El mejor sistema de autogobierno judicial es la aplicación rigurosa del principio del imperio de la ley, extra e intra judicialmente. Es decir, se trataría de que las funciones y competencias de los vocales del consejo estén cada vez más regladas y predeterminadas en la propia ley emanada del Parlamento, en cuya aplicación quedara reducido prácticamente a cero el margen de discrecionalidad. De la misma forma que están reglados los ascensos y concursos de traslados, habría que lograr que también quedaran reglados los motivos tanto para los premios a los jueces (nombramientos, promociones y ascensos) como para los castigos (infracciones y sanciones) hasta lograr un sistema objetivo de carrera judicial.

Por otra parte, hay que ser muy contundentes en el destierro definitivo de cualquier intento de instaurar un "gobierno de los jueces". El gobierno es de los ciudadanos, surge legítimamente de la expresión de la voluntad popular manifestada en unas elecciones que sirven además para configurar el sentido político de la realidad social de cada momento, realidad con la que tiene que sintonizar el juez en su función aplicativa del derecho tal y como viene ordenando desde hace tiempo el artículo 1º del Código Civil. Esto justifica que la decisión fundamental sobre la oportunidad y los concretos contenidos de la ley proceda siempre del poder legislativo. Y es precisamente en la aplicación de la ley donde el juez encuentra su legitimidad democrática.

Lo que enlaza con la reforma urgente del acceso a la carrera judicial, de cara a una formación integral de los jueces en los valores de una sociedad democrática avanzada y para paliar al mismo tiempo el clamoroso déficit de jueces que padecemos en este país. Pero también una reforma para que la función judicial sea atractiva y accesible a todos los ciudadanos en condiciones de igualdad y para que los futuros jueces puedan realizar su trabajo con objetividad, inteligibilidad y capacidad dialéctica.

El vigente sistema de acceso, basado exclusivamente en la memorización de textos y la acreditación de dicho conocimiento en uno o varios ejercicios, se ha demostrado insuficiente para conseguir este objetivo. No sirve, en la mayoría de los casos, para seleccionar a los más cualificados, ni permite la valoración de otros méritos indispensables para el ejercicio de esta importantísima responsabilidad pública y para que los ciudadanos no alberguen la menor duda de que cuentan con personas bien formadas que respondan adecuadamente a la creciente demanda de justicia en nuestra sociedad.

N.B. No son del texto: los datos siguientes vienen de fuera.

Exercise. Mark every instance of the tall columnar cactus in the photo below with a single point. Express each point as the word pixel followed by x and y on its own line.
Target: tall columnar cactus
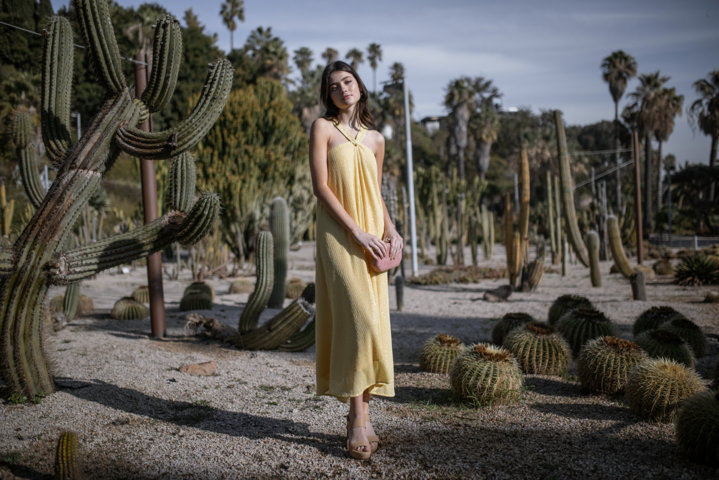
pixel 605 363
pixel 265 273
pixel 67 457
pixel 593 249
pixel 439 353
pixel 280 228
pixel 565 178
pixel 539 349
pixel 565 303
pixel 583 324
pixel 657 386
pixel 39 257
pixel 485 374
pixel 615 245
pixel 698 428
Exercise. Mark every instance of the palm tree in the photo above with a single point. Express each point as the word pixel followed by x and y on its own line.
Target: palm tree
pixel 330 55
pixel 231 10
pixel 355 56
pixel 617 69
pixel 374 55
pixel 647 101
pixel 670 105
pixel 704 113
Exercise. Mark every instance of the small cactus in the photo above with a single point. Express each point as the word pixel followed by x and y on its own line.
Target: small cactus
pixel 485 374
pixel 539 349
pixel 127 308
pixel 507 323
pixel 653 317
pixel 439 353
pixel 67 457
pixel 565 303
pixel 657 386
pixel 605 363
pixel 689 332
pixel 698 428
pixel 665 344
pixel 583 324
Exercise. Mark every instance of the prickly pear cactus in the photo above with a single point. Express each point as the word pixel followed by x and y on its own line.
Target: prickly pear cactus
pixel 485 374
pixel 127 308
pixel 565 303
pixel 657 386
pixel 507 323
pixel 653 317
pixel 39 257
pixel 605 363
pixel 698 428
pixel 583 324
pixel 665 344
pixel 439 353
pixel 67 457
pixel 689 332
pixel 539 349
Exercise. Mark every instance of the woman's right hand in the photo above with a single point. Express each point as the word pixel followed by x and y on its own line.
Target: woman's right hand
pixel 374 245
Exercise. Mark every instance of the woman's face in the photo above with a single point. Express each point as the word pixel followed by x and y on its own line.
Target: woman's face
pixel 344 90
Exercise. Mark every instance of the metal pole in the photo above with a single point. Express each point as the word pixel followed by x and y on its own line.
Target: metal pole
pixel 410 180
pixel 637 198
pixel 149 202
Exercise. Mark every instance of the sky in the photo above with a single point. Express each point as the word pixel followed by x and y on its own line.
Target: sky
pixel 541 55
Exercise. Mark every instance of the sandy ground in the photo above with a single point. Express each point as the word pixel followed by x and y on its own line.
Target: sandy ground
pixel 137 416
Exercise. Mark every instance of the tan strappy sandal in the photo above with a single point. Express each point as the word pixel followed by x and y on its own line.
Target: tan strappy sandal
pixel 360 421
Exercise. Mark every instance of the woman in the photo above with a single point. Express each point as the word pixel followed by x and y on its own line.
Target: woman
pixel 354 346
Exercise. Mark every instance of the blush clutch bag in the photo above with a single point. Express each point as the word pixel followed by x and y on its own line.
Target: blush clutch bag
pixel 385 263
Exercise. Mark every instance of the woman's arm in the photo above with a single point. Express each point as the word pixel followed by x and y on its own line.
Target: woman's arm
pixel 319 141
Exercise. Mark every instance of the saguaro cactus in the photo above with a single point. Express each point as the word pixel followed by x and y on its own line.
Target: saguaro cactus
pixel 38 258
pixel 567 193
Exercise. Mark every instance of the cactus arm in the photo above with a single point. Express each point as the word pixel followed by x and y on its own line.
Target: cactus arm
pixel 567 192
pixel 88 260
pixel 56 84
pixel 166 59
pixel 94 17
pixel 171 142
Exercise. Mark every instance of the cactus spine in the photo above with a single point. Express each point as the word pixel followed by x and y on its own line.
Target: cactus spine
pixel 40 253
pixel 280 227
pixel 565 178
pixel 593 248
pixel 67 457
pixel 263 286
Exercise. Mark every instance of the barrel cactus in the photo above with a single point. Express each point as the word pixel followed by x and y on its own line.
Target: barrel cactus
pixel 507 323
pixel 583 324
pixel 485 374
pixel 665 344
pixel 41 256
pixel 689 332
pixel 565 303
pixel 698 428
pixel 67 457
pixel 127 308
pixel 657 386
pixel 439 353
pixel 605 363
pixel 539 349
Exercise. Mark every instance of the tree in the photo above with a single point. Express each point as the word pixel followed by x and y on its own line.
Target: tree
pixel 617 69
pixel 374 55
pixel 231 10
pixel 704 113
pixel 355 56
pixel 330 55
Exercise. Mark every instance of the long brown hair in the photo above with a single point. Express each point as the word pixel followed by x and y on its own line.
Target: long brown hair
pixel 361 113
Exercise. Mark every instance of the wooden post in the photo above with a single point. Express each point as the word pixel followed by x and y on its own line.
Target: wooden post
pixel 149 203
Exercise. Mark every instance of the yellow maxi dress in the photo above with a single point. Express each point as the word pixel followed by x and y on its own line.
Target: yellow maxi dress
pixel 353 336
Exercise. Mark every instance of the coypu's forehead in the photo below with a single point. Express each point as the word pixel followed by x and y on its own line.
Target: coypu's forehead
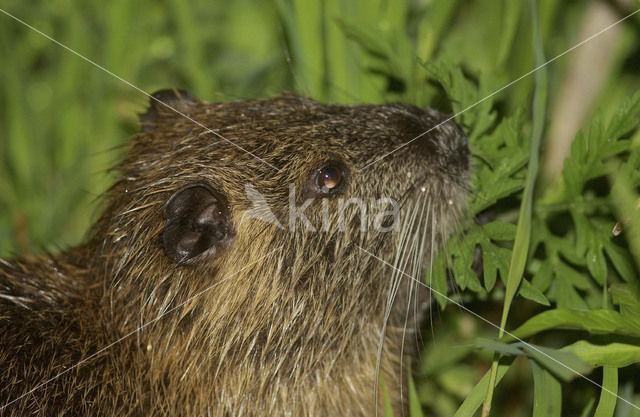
pixel 288 128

Y todo ello con la decidida puesta en marcha de una nueva organización judicial para el siglo XXI (nueva planta y demarcación territorial, oficina con medios tecnológicos, formación intensiva del personal colaborador) por unos ejecutores capaces de comprometerse seriamente con las necesarias medidas legislativas, ejecutivas y presupuestarias, y capaces de alcanzar acuerdos solventes para el desarrollo de un programa de actuaciones que va más allá de una sola legislatura.

En definitiva, entre el corporativismo y el descrédito extremos tenemos que encontrar el espacio donde ofrecer a los ciudadanos una nueva política más sensata que contribuya a solucionar de una vez por todas nuestro problema judicial.

Alfonso Villagómez Cebrián, magistrado del Tribunal Superior de Justicia de Galicia y miembro de Jueces para la Democracia.